The Hierophant nodded. He clasped his hands behind his back and, without warning, began to circle Rashid. His plain yellow robes trailed behind him over the tiles. Rashid stood still, ignoring the itch of his tight collar and the sweat running down the small of his back. The Hierophant's footsteps were loud in the deserted hall. When he had completed his circuit he halted and met Rashid's eyes with his frank black stare. “Matteus,” he called, not turning.
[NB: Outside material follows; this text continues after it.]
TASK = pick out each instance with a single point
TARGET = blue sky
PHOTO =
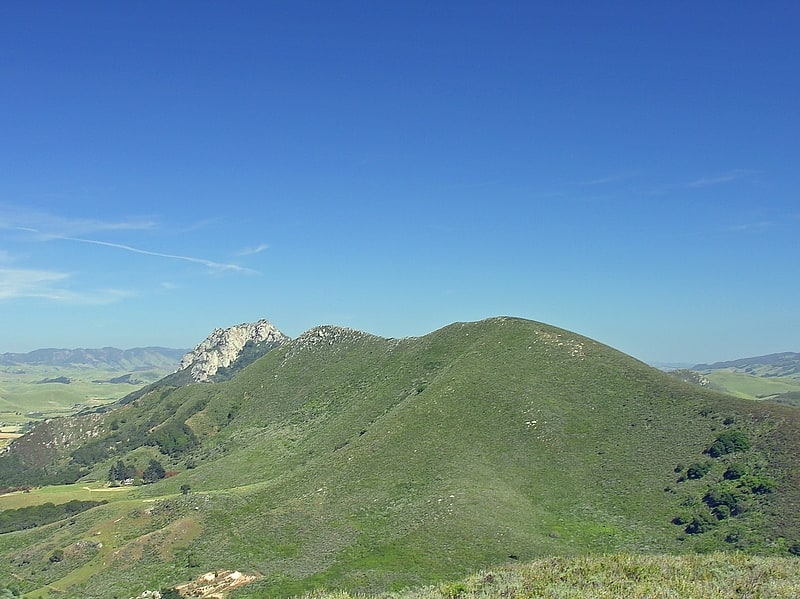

The alchemist came swiftly down the dais steps, leaving the old scribe to scratch out his notes in the shadow of the throne. Rashid noticed that the vulture-like man had his own cane leaning against the side of his wooden bench. He felt a twinge of sympathy, then returned his attention to Matteus and the Hierophant. Massud held out a hand as his vizier approached and from within his voluminous robes the alchemist produced a scimitar in a battered leather scabbard tipped with steel. The Hierophant took it and looked Rashid in the eye. His gaze seemed depthless. Behind him, Matteus remained impassive and silent, but his hands were white-knuckled on his staff of office.

“When I rode out to marshal my father's tribe,” the Hierophant said, “I took only the clothes on my back, my camel, a waterskin and this sword my grandfather left to me. My clothes are lost, my camel dead, my waterskin burned with my own son, Mani. This is all that is left of the beginning of the civilization that the Machi have built.” He held it out to Rashid. “Take it, if you would fight again in the cause of your god and your people.”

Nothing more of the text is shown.